The Federal Reserve's June meeting minutes revealed internal divisions regarding rate cut timing, while in Europe, German inflation has moderated to the ECB's target of 2.0%, though services inflation remains elevated. Technical analysis suggests a potential bullish scenario if buyers can defend above 1.18, although a break below 1.167 could trigger a deeper correction toward 1.135. Institutional investors maintain significant bullish sentiment, though near-term uncertainty persists as markets await clarity on US-EU trade negotiations. We expect the pair to remain resilient in the near term.
USD / JPY
USD/JPY continues to face moderate upward pressure due to the substantial interest rate differential between the US and Japan, with the Federal Reserve maintaining higher rates while the Bank of Japan pursues gradual policy normalisation. Recent Japanese economic data, particularly the slowdown in PPI to 2.9%, suggests diminishing inflationary pressures that could delay further BOJ rate hikes beyond their January adjustment.

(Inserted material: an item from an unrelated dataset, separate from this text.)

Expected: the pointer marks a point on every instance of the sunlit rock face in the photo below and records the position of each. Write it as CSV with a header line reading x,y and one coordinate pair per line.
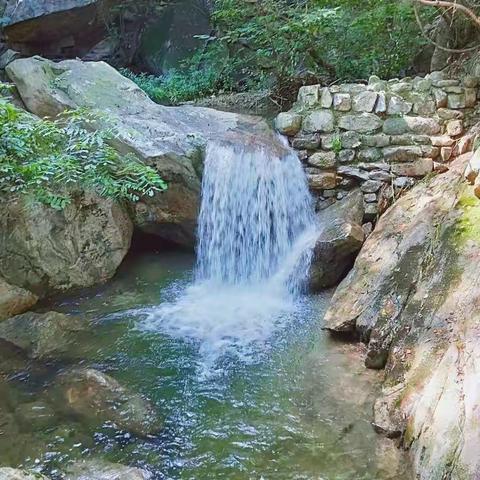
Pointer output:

Technical analysis indicates a mixed outlook, with the pair trading above key short-term moving averages but below the significant 200-day moving average at 149.30, suggesting potential resistance ahead. The upcoming Japanese upper house election has introduced uncertainty into the market, with proposed fiscal stimulus measures raising concerns about potential yen weakness.
Strong US economic indicators, particularly the jobless claims falling to an 8-week low of 227,000, continue to support the dollar through hawkish Fed policy expectations. The implementation of new US tariffs has created additional headwinds for the Japanese economy while paradoxically supporting dollar strength, further contributing to the currency pair's upward bias.
GBP / USD
GBP/USD faces growing downward pressure as the Bank of England adopts a more dovish stance amid weakening labour market conditions, creating a notable policy divergence with the Federal Reserve's approach. This fundamental imbalance is further amplified by widening interest rate differentials that currently favour the US Dollar, while the UK grapples with additional challenges from fiscal policy uncertainty and ongoing trade tensions.
Recent price action shows the pair declining from 1.36 to 1.358, with technical indicators suggesting weakening momentum as the RSI dips below 50. The pair maintains critical support at the 50-day SMA of 1.35 and the 200-day SMA at 1.29, though the 20-day SMA at 1.36 has emerged as immediate resistance.
Given the combination of deteriorating UK economic fundamentals, monetary policy divergence, and technical weakness, GBP/USD appears positioned for continued downside pressure in the medium term, with potential support levels at 1.347 and 1.329 likely to be tested.